Kakuma's New Community Forum: Representation and participation in refugee-led research
Community Forum Meetings across countries are enforcing relevance and ensuring continuous meaningful representation and participation of the communities subject to the ASPIRE project.
In September 2024, the Aspiring for Peace and Inclusion Research (ASPIRE) project successfully held its first Community Forum Meeting in Kenya. The Community Forum Meeting marks a significant milestone in the ASPIRE project expanding to Kenya and will ensure that communities central to the project are meaningfully represented and actively engaged in larger decisions related to the research agenda.
These Community Forum Meetings will be held regularly in all research locations to engage community members from Kakuma Refugee Camp, Kalobeyei Refugee Settlement and Rhino Camp Refugee Settlement.

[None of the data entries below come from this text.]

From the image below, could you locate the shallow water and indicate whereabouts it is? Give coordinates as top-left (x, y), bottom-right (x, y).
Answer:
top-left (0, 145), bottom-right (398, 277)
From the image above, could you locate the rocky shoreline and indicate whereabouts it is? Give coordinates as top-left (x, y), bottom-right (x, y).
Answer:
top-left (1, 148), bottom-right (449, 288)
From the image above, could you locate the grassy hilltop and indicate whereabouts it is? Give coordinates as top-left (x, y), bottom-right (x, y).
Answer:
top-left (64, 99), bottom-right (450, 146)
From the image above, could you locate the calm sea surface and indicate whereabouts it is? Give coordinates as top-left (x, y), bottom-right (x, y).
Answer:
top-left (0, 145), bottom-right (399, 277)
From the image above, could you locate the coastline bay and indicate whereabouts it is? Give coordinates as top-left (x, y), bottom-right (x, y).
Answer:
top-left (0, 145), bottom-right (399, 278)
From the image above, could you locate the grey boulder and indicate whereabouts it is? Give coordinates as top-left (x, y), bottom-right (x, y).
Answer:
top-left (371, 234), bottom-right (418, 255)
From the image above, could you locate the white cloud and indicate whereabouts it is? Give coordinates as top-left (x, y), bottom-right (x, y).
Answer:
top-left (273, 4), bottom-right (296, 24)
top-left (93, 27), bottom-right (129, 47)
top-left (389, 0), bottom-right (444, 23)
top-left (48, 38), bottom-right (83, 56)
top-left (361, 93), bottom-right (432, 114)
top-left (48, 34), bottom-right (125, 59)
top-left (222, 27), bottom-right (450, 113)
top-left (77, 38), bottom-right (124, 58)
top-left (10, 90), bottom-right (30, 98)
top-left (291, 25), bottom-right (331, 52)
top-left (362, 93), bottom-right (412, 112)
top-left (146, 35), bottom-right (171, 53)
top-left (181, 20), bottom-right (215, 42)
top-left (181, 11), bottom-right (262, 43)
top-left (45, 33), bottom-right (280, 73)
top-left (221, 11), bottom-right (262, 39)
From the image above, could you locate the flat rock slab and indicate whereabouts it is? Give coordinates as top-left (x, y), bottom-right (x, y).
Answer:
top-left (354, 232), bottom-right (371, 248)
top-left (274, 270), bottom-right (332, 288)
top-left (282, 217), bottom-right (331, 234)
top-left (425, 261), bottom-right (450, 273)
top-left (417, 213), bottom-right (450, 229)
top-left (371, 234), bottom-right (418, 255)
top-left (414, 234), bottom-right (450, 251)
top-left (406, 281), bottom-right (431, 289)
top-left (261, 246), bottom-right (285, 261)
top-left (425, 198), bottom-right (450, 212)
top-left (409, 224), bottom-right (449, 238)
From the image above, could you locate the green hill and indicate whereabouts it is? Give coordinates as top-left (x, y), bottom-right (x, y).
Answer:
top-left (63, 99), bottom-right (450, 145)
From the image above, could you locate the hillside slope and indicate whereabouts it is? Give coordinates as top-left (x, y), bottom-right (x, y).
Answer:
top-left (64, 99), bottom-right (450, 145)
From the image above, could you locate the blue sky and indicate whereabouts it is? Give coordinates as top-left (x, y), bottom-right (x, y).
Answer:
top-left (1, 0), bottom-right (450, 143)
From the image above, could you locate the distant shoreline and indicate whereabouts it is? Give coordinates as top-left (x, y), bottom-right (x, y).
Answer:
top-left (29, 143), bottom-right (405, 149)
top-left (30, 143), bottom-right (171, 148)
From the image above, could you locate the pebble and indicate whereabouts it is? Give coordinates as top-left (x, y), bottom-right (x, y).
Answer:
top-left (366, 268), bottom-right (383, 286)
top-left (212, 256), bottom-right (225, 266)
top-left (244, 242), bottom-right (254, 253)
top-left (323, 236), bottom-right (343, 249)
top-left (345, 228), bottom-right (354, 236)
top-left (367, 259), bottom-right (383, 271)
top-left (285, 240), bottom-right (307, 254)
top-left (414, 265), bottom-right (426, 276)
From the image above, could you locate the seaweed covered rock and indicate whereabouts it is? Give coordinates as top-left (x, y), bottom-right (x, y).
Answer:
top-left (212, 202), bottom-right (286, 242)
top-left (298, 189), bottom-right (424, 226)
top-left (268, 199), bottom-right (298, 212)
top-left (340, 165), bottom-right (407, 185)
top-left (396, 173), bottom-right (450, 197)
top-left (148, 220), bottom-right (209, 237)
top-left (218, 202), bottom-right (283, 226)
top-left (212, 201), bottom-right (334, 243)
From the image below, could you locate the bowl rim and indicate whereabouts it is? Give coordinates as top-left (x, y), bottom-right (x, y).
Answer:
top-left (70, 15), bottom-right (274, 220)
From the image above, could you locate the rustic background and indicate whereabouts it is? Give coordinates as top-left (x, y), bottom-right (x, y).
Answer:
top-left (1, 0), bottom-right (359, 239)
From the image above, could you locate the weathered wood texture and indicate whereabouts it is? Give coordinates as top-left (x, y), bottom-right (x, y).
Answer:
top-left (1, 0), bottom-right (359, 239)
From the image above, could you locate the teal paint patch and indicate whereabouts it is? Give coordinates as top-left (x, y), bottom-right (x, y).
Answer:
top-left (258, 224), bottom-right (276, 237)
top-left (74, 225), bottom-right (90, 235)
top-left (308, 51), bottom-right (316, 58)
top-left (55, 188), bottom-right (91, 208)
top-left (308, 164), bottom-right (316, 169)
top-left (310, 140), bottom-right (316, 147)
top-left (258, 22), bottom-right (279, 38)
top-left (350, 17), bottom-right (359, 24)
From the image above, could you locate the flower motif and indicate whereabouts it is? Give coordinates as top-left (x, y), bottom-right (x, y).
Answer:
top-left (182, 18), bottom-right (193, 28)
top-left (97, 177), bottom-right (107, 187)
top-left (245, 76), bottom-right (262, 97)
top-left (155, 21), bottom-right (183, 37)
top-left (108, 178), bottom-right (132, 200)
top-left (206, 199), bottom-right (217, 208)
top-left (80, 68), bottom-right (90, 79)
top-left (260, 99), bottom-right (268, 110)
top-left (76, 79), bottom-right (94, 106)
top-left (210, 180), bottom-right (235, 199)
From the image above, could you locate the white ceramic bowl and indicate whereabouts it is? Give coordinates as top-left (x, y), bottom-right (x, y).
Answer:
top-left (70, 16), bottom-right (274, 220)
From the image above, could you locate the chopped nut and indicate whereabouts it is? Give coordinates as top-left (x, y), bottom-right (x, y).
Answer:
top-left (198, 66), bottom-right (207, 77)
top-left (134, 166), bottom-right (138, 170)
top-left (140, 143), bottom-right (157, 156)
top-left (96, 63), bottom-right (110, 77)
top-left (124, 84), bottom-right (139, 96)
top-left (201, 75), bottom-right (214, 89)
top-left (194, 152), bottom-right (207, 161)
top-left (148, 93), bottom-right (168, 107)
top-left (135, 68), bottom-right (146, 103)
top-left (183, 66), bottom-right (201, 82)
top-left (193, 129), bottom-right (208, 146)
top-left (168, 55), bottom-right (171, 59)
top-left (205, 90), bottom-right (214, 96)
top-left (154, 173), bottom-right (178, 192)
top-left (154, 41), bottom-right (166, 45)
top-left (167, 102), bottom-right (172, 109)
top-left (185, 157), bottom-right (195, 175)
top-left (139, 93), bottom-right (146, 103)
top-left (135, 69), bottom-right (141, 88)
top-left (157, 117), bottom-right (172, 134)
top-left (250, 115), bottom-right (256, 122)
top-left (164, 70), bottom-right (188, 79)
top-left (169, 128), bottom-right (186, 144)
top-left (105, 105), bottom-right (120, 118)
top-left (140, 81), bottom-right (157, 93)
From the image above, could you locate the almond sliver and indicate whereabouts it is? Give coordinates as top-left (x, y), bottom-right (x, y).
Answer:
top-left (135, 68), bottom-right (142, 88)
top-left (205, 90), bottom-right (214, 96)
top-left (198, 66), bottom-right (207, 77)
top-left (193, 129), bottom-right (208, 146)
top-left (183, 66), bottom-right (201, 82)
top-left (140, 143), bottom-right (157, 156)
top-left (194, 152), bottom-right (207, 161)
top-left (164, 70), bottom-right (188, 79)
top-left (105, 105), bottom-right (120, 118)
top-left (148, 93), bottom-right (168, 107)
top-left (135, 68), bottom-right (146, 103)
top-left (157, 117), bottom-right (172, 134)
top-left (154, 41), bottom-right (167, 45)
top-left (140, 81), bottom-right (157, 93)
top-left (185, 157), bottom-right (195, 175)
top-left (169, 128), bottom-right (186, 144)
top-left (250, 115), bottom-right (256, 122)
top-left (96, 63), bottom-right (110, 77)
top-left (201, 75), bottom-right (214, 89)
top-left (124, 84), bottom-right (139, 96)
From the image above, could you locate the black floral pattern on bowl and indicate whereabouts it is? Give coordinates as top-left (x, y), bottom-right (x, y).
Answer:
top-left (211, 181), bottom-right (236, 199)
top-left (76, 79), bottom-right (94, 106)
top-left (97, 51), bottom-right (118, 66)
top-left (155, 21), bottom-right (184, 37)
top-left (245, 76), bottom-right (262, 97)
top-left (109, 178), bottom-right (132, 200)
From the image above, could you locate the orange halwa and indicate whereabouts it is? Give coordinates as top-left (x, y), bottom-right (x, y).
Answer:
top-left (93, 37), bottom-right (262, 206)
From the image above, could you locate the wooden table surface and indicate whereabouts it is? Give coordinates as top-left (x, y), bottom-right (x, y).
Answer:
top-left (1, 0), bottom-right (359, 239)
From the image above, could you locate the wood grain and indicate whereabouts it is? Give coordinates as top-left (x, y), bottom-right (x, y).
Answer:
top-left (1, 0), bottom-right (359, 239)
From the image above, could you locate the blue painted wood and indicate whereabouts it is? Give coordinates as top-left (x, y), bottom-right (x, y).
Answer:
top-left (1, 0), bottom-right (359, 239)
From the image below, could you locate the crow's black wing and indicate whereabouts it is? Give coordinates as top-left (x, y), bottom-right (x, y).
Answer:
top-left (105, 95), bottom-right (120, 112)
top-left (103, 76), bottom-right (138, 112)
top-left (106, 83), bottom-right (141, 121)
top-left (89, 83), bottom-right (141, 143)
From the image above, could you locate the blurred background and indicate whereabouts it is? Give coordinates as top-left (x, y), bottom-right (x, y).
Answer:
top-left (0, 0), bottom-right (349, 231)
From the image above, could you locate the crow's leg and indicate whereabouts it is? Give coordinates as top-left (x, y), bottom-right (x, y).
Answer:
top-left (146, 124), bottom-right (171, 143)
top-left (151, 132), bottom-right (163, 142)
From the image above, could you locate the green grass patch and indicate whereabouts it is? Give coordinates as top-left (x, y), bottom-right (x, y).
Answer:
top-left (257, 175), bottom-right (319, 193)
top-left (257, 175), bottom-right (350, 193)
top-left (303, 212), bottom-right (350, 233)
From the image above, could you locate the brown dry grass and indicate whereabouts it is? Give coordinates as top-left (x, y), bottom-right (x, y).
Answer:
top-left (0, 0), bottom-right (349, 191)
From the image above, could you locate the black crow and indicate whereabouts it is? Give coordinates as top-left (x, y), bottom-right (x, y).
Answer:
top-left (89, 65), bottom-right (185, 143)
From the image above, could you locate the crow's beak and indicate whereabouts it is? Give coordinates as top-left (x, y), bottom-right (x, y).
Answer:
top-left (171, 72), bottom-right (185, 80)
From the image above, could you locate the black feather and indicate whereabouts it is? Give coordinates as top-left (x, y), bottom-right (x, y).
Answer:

The refugee-led participatory approach is enforcing the relevance of the ASPIRE project so it reflects the aspirations, needs, and challenges of young South-Sudanese. The ASPIRE project is an ethnographically driven, long-term research initiative exploring how young South Sudanese refugees perceive and pursue opportunities for peace within their communities, while understanding young refugee men and women as change agents. The Community Forum Meetings ensure that the experiences of young refugees stay at the heart of the research and continues to do so throughout the project.